С купола Казанского Санкт-Петербург не просматривается как на ладошке. Он большой, по-своему величественный. Не даёт смотреть на себя мелким масштабом. И если спустишься — он такой же. Неприступный, каменный, смотрящий на тебя свысока. Тогда ты хмыкаешь и так нагло притрагиваешься к его строгим стенам, а он хочет отодвинуться, презрительно уклоняется, а потом вдруг возьмёт — и смирится. Вот он, Дом Книги. Стоит перед тобой совсем родной. Обняться хочет, ласкается. Игривый город, изменчивый. Задержит тебя Гостинный двор и не захочет отпускать.
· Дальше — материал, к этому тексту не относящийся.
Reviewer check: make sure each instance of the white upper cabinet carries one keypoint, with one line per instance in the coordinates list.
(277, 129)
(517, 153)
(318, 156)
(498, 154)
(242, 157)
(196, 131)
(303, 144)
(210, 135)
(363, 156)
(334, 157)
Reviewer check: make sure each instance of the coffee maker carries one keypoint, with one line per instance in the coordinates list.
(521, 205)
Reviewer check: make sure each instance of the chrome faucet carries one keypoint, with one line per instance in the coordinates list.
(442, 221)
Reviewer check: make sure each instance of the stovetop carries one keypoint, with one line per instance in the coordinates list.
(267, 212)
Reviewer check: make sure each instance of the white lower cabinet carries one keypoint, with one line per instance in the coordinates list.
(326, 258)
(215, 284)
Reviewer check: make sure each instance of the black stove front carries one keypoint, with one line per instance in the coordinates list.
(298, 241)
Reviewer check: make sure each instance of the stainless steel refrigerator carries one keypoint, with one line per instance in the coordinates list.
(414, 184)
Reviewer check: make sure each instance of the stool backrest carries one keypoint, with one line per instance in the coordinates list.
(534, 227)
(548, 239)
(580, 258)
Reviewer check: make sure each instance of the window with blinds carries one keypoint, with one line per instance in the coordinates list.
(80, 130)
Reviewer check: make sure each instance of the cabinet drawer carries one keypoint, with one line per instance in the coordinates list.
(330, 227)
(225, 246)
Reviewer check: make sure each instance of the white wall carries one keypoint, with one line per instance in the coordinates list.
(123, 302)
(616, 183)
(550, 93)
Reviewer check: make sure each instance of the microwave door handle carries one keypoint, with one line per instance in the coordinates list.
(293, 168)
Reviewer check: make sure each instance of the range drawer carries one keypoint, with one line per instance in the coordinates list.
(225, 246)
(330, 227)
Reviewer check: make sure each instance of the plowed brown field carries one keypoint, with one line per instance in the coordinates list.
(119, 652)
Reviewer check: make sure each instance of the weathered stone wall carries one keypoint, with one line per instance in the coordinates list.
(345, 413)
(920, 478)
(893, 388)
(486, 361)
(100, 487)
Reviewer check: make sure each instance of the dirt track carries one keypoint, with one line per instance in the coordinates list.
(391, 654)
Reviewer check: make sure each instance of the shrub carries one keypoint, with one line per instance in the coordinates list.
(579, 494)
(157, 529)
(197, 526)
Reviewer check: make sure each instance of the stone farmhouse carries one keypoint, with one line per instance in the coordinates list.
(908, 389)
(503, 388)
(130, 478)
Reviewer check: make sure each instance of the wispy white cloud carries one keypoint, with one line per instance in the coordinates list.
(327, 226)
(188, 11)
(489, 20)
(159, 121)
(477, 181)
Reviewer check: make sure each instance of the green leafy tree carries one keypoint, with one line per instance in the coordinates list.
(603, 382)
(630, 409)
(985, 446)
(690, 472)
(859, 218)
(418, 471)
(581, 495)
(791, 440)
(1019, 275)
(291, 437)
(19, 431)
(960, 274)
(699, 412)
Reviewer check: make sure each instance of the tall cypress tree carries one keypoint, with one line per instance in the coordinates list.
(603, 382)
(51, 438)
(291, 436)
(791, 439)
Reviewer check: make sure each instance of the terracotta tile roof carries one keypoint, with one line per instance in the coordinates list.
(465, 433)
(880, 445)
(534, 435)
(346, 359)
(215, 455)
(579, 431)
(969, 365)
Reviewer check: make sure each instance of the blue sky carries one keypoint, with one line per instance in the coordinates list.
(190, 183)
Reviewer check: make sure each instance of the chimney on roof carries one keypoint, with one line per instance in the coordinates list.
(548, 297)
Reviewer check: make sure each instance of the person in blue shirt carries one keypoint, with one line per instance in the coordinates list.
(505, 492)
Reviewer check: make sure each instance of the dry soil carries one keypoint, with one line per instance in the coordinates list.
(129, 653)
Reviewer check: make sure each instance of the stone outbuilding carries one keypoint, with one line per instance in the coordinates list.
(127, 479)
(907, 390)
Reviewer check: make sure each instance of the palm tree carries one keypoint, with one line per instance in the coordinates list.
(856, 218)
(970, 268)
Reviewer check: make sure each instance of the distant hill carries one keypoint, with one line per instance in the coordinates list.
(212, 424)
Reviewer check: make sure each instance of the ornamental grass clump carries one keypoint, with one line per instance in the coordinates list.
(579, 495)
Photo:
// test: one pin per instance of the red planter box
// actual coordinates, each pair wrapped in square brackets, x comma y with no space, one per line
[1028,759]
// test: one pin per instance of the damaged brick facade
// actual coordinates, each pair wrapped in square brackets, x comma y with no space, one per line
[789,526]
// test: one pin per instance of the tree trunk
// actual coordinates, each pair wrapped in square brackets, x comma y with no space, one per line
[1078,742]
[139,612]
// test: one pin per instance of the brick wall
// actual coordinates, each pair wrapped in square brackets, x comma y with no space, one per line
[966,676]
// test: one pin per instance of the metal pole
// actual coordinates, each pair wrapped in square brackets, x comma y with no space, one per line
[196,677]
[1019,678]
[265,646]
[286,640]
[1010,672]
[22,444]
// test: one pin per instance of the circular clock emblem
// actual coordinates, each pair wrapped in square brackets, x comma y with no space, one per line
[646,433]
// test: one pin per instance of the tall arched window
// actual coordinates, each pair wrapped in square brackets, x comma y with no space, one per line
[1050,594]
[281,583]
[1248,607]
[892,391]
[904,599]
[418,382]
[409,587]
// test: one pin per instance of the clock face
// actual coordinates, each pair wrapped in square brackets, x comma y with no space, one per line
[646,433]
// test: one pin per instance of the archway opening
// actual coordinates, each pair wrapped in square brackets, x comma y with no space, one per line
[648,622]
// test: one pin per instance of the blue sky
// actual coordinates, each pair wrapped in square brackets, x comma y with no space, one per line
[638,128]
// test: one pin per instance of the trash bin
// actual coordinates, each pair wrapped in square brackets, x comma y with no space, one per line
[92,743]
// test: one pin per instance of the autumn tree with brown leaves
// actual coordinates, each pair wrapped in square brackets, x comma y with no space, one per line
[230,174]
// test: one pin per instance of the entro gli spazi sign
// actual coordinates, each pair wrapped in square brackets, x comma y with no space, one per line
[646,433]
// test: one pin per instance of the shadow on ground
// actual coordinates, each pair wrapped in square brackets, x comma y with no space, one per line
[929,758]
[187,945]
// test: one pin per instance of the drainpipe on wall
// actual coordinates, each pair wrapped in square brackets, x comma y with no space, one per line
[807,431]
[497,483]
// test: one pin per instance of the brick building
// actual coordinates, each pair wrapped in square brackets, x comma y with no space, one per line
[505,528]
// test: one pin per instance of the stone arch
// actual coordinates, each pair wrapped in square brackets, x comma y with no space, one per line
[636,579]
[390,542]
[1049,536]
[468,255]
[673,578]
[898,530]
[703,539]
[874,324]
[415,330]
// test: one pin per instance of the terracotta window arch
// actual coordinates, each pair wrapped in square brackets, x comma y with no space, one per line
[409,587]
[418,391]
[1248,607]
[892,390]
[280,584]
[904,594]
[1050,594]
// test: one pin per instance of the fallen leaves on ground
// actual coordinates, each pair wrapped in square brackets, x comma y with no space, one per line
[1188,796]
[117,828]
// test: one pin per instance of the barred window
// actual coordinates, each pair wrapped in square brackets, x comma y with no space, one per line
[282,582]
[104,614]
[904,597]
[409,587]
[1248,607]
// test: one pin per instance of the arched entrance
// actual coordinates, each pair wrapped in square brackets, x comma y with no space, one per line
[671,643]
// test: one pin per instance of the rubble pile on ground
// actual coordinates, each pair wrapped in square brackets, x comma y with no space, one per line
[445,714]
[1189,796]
А ты, такой задиристый, развернёшься в сторону Спас-на-Крови, покажешь им всем могучим язык и зашлёпаешь по каналу Грибоедова. Весёлый, любимый твоим родным городом.
Обогнёшь Спас-на-Крови, да как припустишь в фиолетовые кусты, облепленные каплями недавних дождей. В мае цветочки только-только появляются, а уже в июне каждый уважающий себя петербуржец кинется к Марсову полю с таким же восторгом, как кинулся ты, и слопает парочку пятилистников. И будет припоминать тебе весь Петербург целое лето и интересно так рассказывать про твои безумные поиски. Как ты зависал днями в центре города и искал, без устали искал пятилистные влажные цветки сирени. А когда всё-таки нашёл: «Ура!» И сначала сильно-сильно сожмёшь в своём белом незагорелом кулачке, весь напряжёшься, зажмуришься, будешь что-то быстро шептать, еле открывая рот, шептать так, чтобы ни один листик сирени, ни другой нежно-фиолетовый или белый цветок, который не соизволил вырастить себе пятый лепесток, ни единый житель могучего города Санкт-Петербурга не услышал скромные желания мечтателя и покорителя.
Потом отвернёшься от всего мира и тихонько прикроешь рот ладошкой, в которой лежит масенький, смятый пятилистник. «Ам!» — цветок перекатился по руке в рот и быстро проглотился, унося с собой маленькие, но очень важные мечты, которые сбудутся совсем скоро.
И поплетёшься сквозь всё благоухающее поле к метро счастливый, измотанный погоней за счастьем. По-настоящему петербургским счастьем.